The argument that new statistics ruin baseball is wrought with fallacy, but perhaps nothing is sillier than the "anti-stat" guy's support of RBI, a statistic. Replacing poor statistics with good ones is does not ruin baseball.
Before the Internet, you were unlikely to run into such variety. There was a fairly formulaic way of writing about baseball, which led to a fairly formulaic understanding of the sport among general audiences. Bill James broke down the door, but it was the Internet that brought the masses - like myself - to a better understanding of what these new fangled statistics are, and how they work. But, more than that, the Internet has also proved a sounding board for the poets among baseball writers. And, what's more even than that, sometimes that stat-freaks and the poets are the same people.
Joe Posnanski, who I have perhaps mentioned before, is one of those people who straddles the line between stat-freak and poet. He is certainly no mathematician, and certainly no Shakespeare, but there is a frankness about his writing that led one of his readers to once comment, "Joe, I wish you wrote everything I read."
What's so fascinating to me about Posnanski, however, is not his writing style or tremendous, award winning skill, but rather the place he occupies in this new culture of sports writing on the Internet, and the place that culture occupies in our broader culture. Joe is prolific, personal, and probing. Though he writes for a number of sources at the moment - most notably Sports Illustrated - I expect a great many of his readers read only his blog, which he writes in his free time, for fun.
That's the odd place that Joe occupies culturally, because while he is far from alone - there are, as I said, hundreds of excellent baseball writers who write in their spare time, for fun - Joe is a professional sports writer who also keeps a blog for fun. One might cynically argue that this is simply an excellent publicity move, that it helps him sell books and SI sell magazines, but something tells me the time he puts into his mammoth posts doesn't quite pay off on the monetary end.
But it does pay off in a different sense, and that's where culture write large comes in. Joe's blog so often tries to understand the human side of these strange cultural icons we make out of athletes. He's not deconstructing or criticizing what might come across as a strange, backwards culture, nor does he elevate it in the style of hyperbolic apotheosis so many sports writers are prone to adopt. No, Joe's writing places sports squarely where they are - whether they belong there or not - thereby reminding us why and how much we love the moment of tension between the release of a pitch and a swing, whilst keeping us ever-conscious of our own silly fandom.

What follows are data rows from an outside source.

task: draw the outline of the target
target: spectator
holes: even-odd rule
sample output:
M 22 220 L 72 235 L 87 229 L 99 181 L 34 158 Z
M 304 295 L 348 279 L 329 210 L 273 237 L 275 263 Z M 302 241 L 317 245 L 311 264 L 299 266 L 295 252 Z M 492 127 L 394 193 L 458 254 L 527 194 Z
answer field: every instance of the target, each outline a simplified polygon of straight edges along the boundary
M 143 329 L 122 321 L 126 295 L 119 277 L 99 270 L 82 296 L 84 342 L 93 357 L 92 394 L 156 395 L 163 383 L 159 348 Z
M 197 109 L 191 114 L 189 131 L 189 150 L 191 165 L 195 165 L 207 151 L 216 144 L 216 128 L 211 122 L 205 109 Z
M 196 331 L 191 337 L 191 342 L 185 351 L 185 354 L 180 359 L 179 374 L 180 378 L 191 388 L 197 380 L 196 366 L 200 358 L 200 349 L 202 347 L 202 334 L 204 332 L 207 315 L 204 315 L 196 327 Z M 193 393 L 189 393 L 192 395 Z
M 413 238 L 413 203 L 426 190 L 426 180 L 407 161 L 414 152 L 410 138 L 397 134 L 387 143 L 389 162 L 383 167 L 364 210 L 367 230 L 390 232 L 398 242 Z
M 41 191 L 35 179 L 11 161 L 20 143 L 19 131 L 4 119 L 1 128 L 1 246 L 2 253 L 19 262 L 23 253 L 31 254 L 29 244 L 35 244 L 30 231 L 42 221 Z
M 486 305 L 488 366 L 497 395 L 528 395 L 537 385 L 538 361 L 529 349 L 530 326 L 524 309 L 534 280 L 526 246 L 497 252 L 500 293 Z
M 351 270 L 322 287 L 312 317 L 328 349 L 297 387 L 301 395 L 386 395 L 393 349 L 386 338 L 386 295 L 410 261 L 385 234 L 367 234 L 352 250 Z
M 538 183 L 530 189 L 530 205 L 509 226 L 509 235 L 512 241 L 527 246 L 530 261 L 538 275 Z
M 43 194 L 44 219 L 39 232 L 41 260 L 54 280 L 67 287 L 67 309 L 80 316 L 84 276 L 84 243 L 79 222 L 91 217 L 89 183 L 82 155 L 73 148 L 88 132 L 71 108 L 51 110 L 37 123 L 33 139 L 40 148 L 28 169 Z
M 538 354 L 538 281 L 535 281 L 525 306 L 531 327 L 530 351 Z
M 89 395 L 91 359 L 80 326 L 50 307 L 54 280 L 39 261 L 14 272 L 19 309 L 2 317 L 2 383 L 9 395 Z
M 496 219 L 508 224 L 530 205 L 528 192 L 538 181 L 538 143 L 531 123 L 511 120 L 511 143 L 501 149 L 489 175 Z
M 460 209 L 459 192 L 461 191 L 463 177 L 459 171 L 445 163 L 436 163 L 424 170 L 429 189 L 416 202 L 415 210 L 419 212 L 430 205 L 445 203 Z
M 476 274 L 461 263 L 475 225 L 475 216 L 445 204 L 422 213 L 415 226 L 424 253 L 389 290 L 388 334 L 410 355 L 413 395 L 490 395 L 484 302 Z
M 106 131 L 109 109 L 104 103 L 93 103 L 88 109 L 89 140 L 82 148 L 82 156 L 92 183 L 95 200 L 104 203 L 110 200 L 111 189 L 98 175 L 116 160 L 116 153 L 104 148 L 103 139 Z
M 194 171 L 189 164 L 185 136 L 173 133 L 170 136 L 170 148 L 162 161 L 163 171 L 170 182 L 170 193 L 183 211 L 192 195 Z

Posnanski aside, the existence of that kind of writing - writing that deepens sports, making it culturally significant without making it so ESPN-sensationalist that it overcomes all else... Maybe that kind of writing has always existed. But the Internet means that you and I can read blogs by guys in Kansas and Boston and Tampa, blogs that might be better than the best our own newspapers have to offer. And what's more, it gives us access not just to those credentialed, "expert" writers, but also to the amateurs who, it turns out, might be mathematicians or economists or poets looking at baseball, which is infinitely more interesting than a baseball person studying his navel.
I guess the point is that sports writing is still writing, and that good writing is easier to find now than ever before, if only you're willing to look.